In 1992, the High Court, the Common Law of this country, dismantled the Terra Nullius notion. The famous Mabo Case was successful in overturning the myth that at the time of colonisation Australia was 'terra nullius' or land belonging to no one. The Mabo decision was very much a turning point for the recognition of Aboriginal and Torres Strait Islander peoples' rights, because it acknowledged our unique connection with the land.
Now, I believe in the Australian people. I believe you see us; most of you know the history of this country. Right now, the power is in the Australian people's hands. Just like marriage equality, we want to see ourselves in this country's 'rule book'. We want to be recognised in this rule book as the first peoples of this continent.
They say if it ain't broke, then don't fix it.
The constitution has never been right, never been fair, because it never recognised our existence.
We have never been lost, and it's now time in 2023 to vote for our equality, our existence. And by doing so through a voice to the Australian parliament. A voice that will ensure that proposed legislation or policies that affect us can be agreed upon or questioned and, importantly, will include vital advice from us. You see, the ability to give advice to government, will absolutely help make better decisions and ultimately lead to better outcomes for everyone.
On June 21, 2007, Liberal Prime Minister John Howard launched the Northern Territory Intervention. The Racial Discrimination Act (RDA) was suspended to allow this control of an explicitly racist and grossly regime over my people's lives and NT Aboriginal communities.
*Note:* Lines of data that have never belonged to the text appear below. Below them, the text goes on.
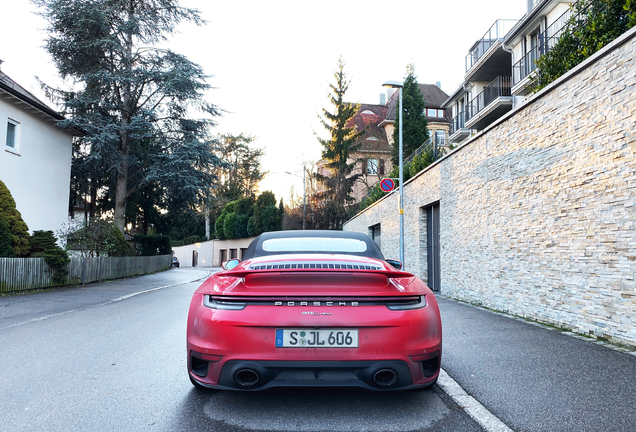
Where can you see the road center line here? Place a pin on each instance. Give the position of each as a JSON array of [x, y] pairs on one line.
[[473, 408], [115, 300]]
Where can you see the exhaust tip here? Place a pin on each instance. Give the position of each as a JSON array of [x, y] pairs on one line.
[[385, 377], [246, 377]]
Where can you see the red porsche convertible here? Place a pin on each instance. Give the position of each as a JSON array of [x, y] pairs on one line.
[[313, 308]]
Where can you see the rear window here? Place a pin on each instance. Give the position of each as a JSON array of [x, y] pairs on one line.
[[314, 244]]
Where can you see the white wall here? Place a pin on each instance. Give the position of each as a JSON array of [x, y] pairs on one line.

The army was sent into Aboriginal lands which sent a clear message that the Commonwealth was in complete control. It was the only time that the Australian Army mobilised for law and order was towards Aboriginal people for the NT intervention.
If we had a voice to parliament, we could have absolutely questioned and rightly so disagreed about that legislation that damaged Aboriginal people then and continues to do so now with its continuation and the aftermath of it. That intervention happened to Aboriginal people, it scarred Aboriginal people and now many of those people have gone on to have children, with that trauma passed on to the next generation. This is evident in some of the issues we are seeing today with some of the youth anti-social problems in the NT.
We need continuity of good legislation, good policies to have positive impact on our lives and communities. Successive governments keep changing policies every time they come into power, meaning all continuity in Aboriginal Affairs is crushed. This is the point of enshrining this advisory into the constitution. Australia does not lose anything, it only gains!
In 2017, Australians voted in favour of marriage equality. The victory for the Yes led to the Marriage Act of 1961 being updated. I am calling upon everyone who voted for equality then to vote for equality now! Our country, its people, deserve it. For does not the Australian National Anthem decry: 'For we are ONE and free'?
I represented 23 million Australians so proudly for 13 years in the Commonwealth Games and the Olympics. I won gold for you and our country. I'm now respectively asking you to represent me and write YES in the referendum vote this Saturday.
Nova Peris OAM OLY is a former Senator, dual Australian Olympian and gold medallist and recently inducted into the Sports Australia Hall of Fame. Nova is proud Aboriginal woman of the Gija, Yawuru and Bunitj Gagudju peoples.